Poster: CR5 inhibition with the human monoclonal antibody leronlimab enhances temozolomide- and radiation-induced killing of glioblastoma multiforme cells

1. Core Insight: CCR5 as a "Fatal Flaw" in GBM

Glioblastoma Multiforme (GBM) remains one of the most challenging cancers due to its high invasiveness and resistance to standard care. Research identifies the CCR5 receptor as a significant driver of malignancy and a robust negative prognostic indicator.

• Survival Impact: Patients with high CCR5 expression face a significantly shorter median survival of approximately 13–15 months, compared to 22–25 months for the low-expression group.

• Increased Mortality: High CCR5 levels correlate with a 2.6-fold increased risk of death (Hazard Ratio = 2.6, p=0.022).

• Subtype Enrichment: CCR5 expression is specifically enriched in the Mesenchymal subtype, which is clinically recognized as the most aggressive and treatment-resistant form of GBM.

2. Mechanism: Why Target CCR5?

CCR5 is not merely a marker; it is intricately linked to the biological programs that drive tumor recurrence and immune evasion.

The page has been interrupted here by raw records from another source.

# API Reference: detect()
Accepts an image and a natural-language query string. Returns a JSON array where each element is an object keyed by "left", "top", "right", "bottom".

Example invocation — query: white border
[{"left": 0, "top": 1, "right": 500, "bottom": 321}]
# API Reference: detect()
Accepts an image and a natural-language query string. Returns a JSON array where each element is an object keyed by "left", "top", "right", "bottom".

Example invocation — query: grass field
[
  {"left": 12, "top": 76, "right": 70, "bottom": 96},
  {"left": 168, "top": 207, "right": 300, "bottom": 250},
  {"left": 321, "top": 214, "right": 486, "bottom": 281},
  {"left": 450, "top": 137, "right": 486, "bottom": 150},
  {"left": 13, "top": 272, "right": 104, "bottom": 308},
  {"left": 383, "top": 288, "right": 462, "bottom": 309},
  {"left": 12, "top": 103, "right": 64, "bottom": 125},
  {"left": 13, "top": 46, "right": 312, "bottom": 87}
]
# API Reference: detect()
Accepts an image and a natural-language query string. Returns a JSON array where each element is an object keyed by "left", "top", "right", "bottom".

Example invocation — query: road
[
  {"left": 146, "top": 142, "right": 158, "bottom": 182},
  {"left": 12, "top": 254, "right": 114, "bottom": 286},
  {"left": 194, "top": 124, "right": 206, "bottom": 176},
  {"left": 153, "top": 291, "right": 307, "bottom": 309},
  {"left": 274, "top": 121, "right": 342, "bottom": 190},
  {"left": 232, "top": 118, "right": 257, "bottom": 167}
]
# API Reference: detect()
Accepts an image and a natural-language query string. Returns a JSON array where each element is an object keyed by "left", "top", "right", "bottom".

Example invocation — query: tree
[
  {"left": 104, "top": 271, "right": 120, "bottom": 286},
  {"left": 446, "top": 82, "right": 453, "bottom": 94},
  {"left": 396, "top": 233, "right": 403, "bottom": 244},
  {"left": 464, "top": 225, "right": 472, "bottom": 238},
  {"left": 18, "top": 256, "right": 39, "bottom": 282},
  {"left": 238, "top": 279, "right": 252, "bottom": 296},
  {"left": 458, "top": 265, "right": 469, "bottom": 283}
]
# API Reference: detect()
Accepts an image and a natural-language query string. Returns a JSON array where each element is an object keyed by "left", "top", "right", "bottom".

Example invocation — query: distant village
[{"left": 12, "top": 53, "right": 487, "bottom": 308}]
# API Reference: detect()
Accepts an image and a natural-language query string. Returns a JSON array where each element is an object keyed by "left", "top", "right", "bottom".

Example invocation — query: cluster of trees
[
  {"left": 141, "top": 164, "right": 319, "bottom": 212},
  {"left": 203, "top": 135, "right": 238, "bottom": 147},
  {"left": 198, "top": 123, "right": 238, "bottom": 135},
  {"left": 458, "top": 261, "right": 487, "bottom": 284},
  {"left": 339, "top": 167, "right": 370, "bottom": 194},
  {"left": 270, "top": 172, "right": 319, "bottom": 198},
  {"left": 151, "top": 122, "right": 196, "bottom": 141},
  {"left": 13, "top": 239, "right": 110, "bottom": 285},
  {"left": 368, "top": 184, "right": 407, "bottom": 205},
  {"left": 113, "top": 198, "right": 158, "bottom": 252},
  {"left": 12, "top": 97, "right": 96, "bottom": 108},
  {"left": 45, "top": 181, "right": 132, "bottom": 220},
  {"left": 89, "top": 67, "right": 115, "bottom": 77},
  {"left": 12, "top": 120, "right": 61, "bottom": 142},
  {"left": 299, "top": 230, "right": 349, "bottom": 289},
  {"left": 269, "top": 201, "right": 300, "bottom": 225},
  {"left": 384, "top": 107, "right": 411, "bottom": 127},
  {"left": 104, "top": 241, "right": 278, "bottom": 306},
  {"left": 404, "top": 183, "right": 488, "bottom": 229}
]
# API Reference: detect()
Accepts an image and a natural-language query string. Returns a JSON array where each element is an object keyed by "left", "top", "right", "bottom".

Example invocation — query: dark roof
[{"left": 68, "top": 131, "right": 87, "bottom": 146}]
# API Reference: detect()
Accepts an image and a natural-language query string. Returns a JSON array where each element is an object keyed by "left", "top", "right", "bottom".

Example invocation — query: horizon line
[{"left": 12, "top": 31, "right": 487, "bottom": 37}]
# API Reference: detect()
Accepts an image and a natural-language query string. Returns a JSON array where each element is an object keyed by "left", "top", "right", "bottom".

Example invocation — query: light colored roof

• Cancer Stemness: CCR5 is highly enriched in glioma neurospheres (GSCs), which are responsible for therapy resistance and tumor regrowth.

• Immune Suppression: High CCR5 levels correlate strongly with T cell dysfunction (exhaustion) signatures (R=0.55, p=3.2 \times 10^{-12}), suggesting an immunosuppressive microenvironment.

• Inflammatory Signaling: CCR5 expression is associated with key pro-tumorigenic pathways, including IL6/JAK/STAT3 and TNFA signaling via NFKB.

3. Therapeutic Breakthrough: The Impact of Leronlimab

Leronlimab is a humanized monoclonal antibody that crosses the blood-brain barrier and effectively inhibits CCR5 signaling.

A. Synergistic Killing: Doubling Down on Standard Care

Using Bliss synergy modeling (where a score >10 indicates significant synergy), Leronlimab was shown to sensitize GBM cells to conventional treatments:

• Leronlimab + Temozolomide (TMZ): Achieved a synergy score of 11.421.

• Leronlimab + Radiation: Achieved a synergy score of 15.215.

B. Halting Invasion: Reducing Brain Colonization

In preclinical mouse models, Leronlimab demonstrated a dramatic ability to stop the "seeding" of secondary tumors:

• Lesion Count: The number of metachronous lesions (secondary sites) dropped from a median of 10 in the control group to just 1–2 lesions in the treatment group.

• Tumor Volume: The total volume of colonizing lesions was reduced by approximately 83% (from an integrated density of 6.0 \times 10^7 to 1.0 \times 10^7).

4. Conclusion & Clinical Outlook

1. Targeted Precision: Leronlimab targets the resilient stem-like cell niche often left behind by surgery and radiation.

2. Safety Profile: The drug has a well-characterized safety profile, supporting its potential as a therapeutic adjunct to standard GBM protocols.

3. Inhibiting Metastasis: By blocking the CCR5 axis, Leronlimab addresses one of the most lethal aspects of GBM—its highly invasive and diffuse nature.